Convinced that they stand little chance of being released and angry about perceived deficiencies at the hospital, patients are engaged in a tense standoff with administrators, according to interviews with more than 40 patients and staff members.
Almost all of the detainees at Coalinga have served time for serious sexual offenses. But instead of being released after completing their sentences, they were transferred to the state hospital system under a 1995 law that allows the state to declare certain high-risk sex offenders mentally ill and commit them to psychiatric facilities.
Detaining someone under the law is constitutional provided that the patient receives treatment. But today, significant treatment at Coalinga is rare. Administrators acknowledge that three-quarters of the hospital's 600-plus detainees refuse to participate in a core treatment program, undermining a central piece of the $388-million hospital's mission.
Some patients have also declined to eat for days at a time to protest alleged inadequacies in psychiatric and medical care as well as less important issues, including limited access to phones. Many have boycotted educational and improvement programs that include anger management workshops, computer training and Spanish classes -- a protest known inside the hospital as a "strike."
A severe staff shortage has further impeded treatment, patients and staff members say. As of last week, 26 of the hospital's 37 budgeted staff psychiatrist positions were vacant. On many wards, hospital police officers fill roles assumed by clinicians at other hospitals.
"We've got guys who camp out, waiting for clinicians to show up," one staff member said.
Staff members describe feeling overworked and harassed by patients who bang angrily on the nursing station glass if technicians or hospital police officers are a few minutes late to escort them on smoke breaks.
"We're calling it the Titanic State Hospital," said a psychiatric technician who, like most other current employees, spoke on condition of anonymity, fearing reprisal from administrators. "We've lost control. I've been saying for a couple of months now that the monkeys are running the circus."

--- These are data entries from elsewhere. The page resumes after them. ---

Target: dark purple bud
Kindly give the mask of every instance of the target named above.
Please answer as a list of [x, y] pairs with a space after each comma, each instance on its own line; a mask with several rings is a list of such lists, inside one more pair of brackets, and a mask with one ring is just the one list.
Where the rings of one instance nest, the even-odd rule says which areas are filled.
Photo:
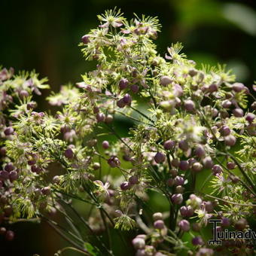
[[127, 88], [129, 81], [126, 78], [122, 78], [119, 82], [119, 88], [120, 90], [123, 90]]
[[242, 218], [239, 219], [236, 223], [235, 223], [235, 227], [238, 230], [243, 230], [246, 226], [248, 225], [248, 222], [246, 219]]
[[153, 215], [154, 221], [163, 220], [163, 214], [161, 212], [155, 212]]
[[108, 141], [104, 141], [104, 142], [102, 142], [102, 148], [103, 148], [104, 149], [108, 149], [108, 148], [109, 148], [109, 143], [108, 143]]
[[154, 159], [156, 161], [156, 163], [163, 163], [163, 162], [165, 161], [166, 155], [164, 154], [163, 154], [162, 152], [157, 152], [155, 154]]
[[53, 183], [54, 184], [59, 184], [60, 182], [60, 178], [58, 175], [56, 175], [53, 178]]
[[194, 154], [198, 157], [203, 157], [206, 154], [204, 147], [202, 145], [199, 145], [194, 150]]
[[179, 160], [178, 158], [174, 158], [174, 159], [172, 159], [171, 163], [172, 163], [172, 166], [173, 167], [178, 167], [178, 166], [179, 166]]
[[228, 162], [227, 163], [227, 168], [228, 169], [233, 169], [236, 168], [236, 163], [233, 162]]
[[248, 113], [245, 117], [245, 120], [248, 121], [250, 123], [253, 122], [255, 118], [255, 114], [253, 113]]
[[136, 237], [133, 240], [133, 245], [134, 248], [136, 248], [136, 250], [143, 249], [145, 245], [145, 239], [140, 237]]
[[29, 93], [25, 90], [22, 90], [19, 93], [19, 96], [20, 96], [20, 99], [27, 98], [29, 96]]
[[184, 184], [184, 178], [181, 176], [176, 176], [174, 179], [176, 186], [182, 186]]
[[129, 93], [126, 93], [123, 98], [125, 105], [130, 105], [132, 102], [132, 97]]
[[7, 230], [5, 233], [5, 239], [8, 241], [12, 241], [14, 239], [14, 232], [11, 230]]
[[190, 224], [187, 220], [179, 221], [178, 227], [182, 231], [185, 232], [187, 232], [190, 229]]
[[121, 184], [120, 185], [120, 187], [123, 191], [126, 190], [131, 187], [131, 184], [129, 181], [124, 181], [121, 183]]
[[117, 105], [119, 108], [123, 108], [125, 106], [125, 103], [123, 102], [123, 99], [120, 99], [117, 102]]
[[178, 142], [178, 148], [183, 151], [187, 151], [189, 149], [189, 145], [187, 141], [182, 140]]
[[18, 174], [16, 171], [11, 171], [9, 173], [9, 179], [11, 182], [14, 182], [18, 178]]
[[194, 245], [203, 245], [203, 241], [201, 236], [195, 236], [192, 239], [192, 244]]
[[215, 175], [218, 173], [222, 173], [223, 169], [222, 169], [222, 167], [220, 165], [215, 164], [212, 167], [212, 171], [213, 174]]
[[111, 157], [108, 160], [108, 163], [109, 164], [111, 167], [114, 168], [114, 167], [120, 166], [120, 163], [119, 161], [119, 159], [117, 157]]
[[158, 220], [154, 222], [154, 227], [157, 230], [163, 230], [164, 227], [164, 222], [162, 220]]
[[172, 202], [176, 205], [180, 205], [183, 202], [183, 197], [181, 194], [174, 194], [171, 199]]
[[231, 133], [230, 129], [226, 125], [220, 128], [220, 133], [222, 136], [227, 136], [230, 135], [230, 133]]
[[44, 187], [41, 190], [41, 194], [45, 196], [49, 196], [50, 194], [50, 187]]
[[166, 150], [170, 150], [172, 149], [175, 146], [175, 145], [176, 145], [175, 142], [169, 139], [168, 141], [163, 142], [163, 148]]
[[200, 163], [196, 162], [192, 164], [191, 169], [194, 172], [200, 172], [203, 169], [203, 166]]
[[103, 113], [98, 113], [96, 114], [96, 120], [99, 122], [104, 122], [105, 120], [105, 114]]
[[5, 166], [5, 170], [7, 171], [7, 172], [11, 172], [14, 169], [14, 166], [13, 165], [12, 163], [9, 162], [6, 164], [6, 166]]
[[232, 86], [232, 90], [236, 93], [239, 93], [245, 90], [245, 86], [241, 83], [235, 83]]
[[212, 212], [214, 207], [211, 201], [205, 202], [205, 208], [207, 212]]
[[67, 148], [64, 151], [64, 156], [69, 159], [72, 159], [74, 157], [74, 153], [72, 148]]
[[211, 157], [206, 157], [203, 160], [203, 165], [206, 169], [210, 169], [213, 166], [213, 161]]
[[139, 90], [139, 87], [137, 84], [132, 84], [130, 88], [133, 93], [138, 93]]
[[4, 131], [5, 136], [8, 136], [14, 133], [14, 130], [12, 126], [6, 127]]
[[256, 102], [254, 102], [251, 105], [251, 107], [253, 110], [256, 110]]
[[232, 103], [230, 100], [225, 99], [222, 102], [221, 105], [224, 108], [230, 108], [231, 106]]
[[5, 227], [0, 227], [0, 235], [5, 235], [6, 232], [6, 228]]
[[243, 111], [242, 108], [235, 108], [232, 111], [232, 113], [236, 117], [243, 117]]
[[227, 146], [233, 146], [236, 142], [236, 139], [230, 134], [224, 138], [224, 142]]
[[132, 184], [134, 185], [136, 184], [139, 184], [139, 178], [137, 175], [133, 175], [129, 178], [129, 182]]
[[187, 111], [189, 112], [193, 112], [196, 108], [195, 103], [191, 99], [185, 100], [184, 102], [184, 106]]
[[6, 171], [0, 171], [0, 180], [5, 181], [9, 178], [9, 172]]
[[189, 163], [187, 160], [181, 160], [178, 165], [179, 169], [181, 171], [187, 171], [189, 168]]
[[81, 38], [81, 41], [84, 44], [87, 44], [90, 42], [90, 36], [89, 35], [84, 35]]
[[230, 225], [230, 221], [229, 218], [222, 217], [221, 218], [221, 226], [223, 227], [229, 227]]
[[166, 75], [163, 76], [160, 78], [160, 84], [166, 87], [168, 84], [170, 84], [172, 82], [172, 79], [170, 77], [168, 77]]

Patients, meanwhile, are despairing.
"It's hopeless," said Robert Bates, 41, who was sent to Coalinga after serving a 10-year prison term for committing a lewd and lascivious act. "This is a therapeutic setting, supposedly. But it's nothing more than a mock-up prison. They can call it what they want. But it's prison."
State officials acknowledge the unrest, though they say there hasn't been as severe a disruption as patients and some staff members contend. They say they are doing the best they can with an unusually challenging patient population.
"When you undertake something of the magnitude of Coalinga, there is a growing and learning experience," said Stephen W. Mayberg, director of the state Department of Mental Health. "Where we are right now is certainly, I think, moving in the right direction."
Mayberg said the hospital can't force patients to take part in treatment.
"Am I disappointed that so many folks choose not to participate? Yeah. Do I think that's indicative of their illness, or their condition? Yes, I do," he said.
Coalinga opened in September 2005 amid promises of a new era, both in protecting the public and in treating sex offenders. Even empty, the facility stood out; its sleek architecture and tidy topiaries presenting a jarring contrast to the tumbleweeds and dust devils that dominate the surrounding landscape.
But the operation of Coalinga -- the only mental hospital built in California in half a century -- was never going to be effortless.
Sex offenders are a notoriously difficult group to treat. More than half the men confined at Coalinga are pedophiles, and many have had numerous victims. And sex offenders tend to be manipulative and charismatic, traits that helped enable some of their offenses in the first place.
Most Coalinga patients don't have mental illnesses that can be treated with medication, and there is no sure-fire way to rid the men entirely of their impulses. Many psychologists do not believe that hard-wired sexual deviance can be "cured"; instead, officials focus on what they call "relapse prevention."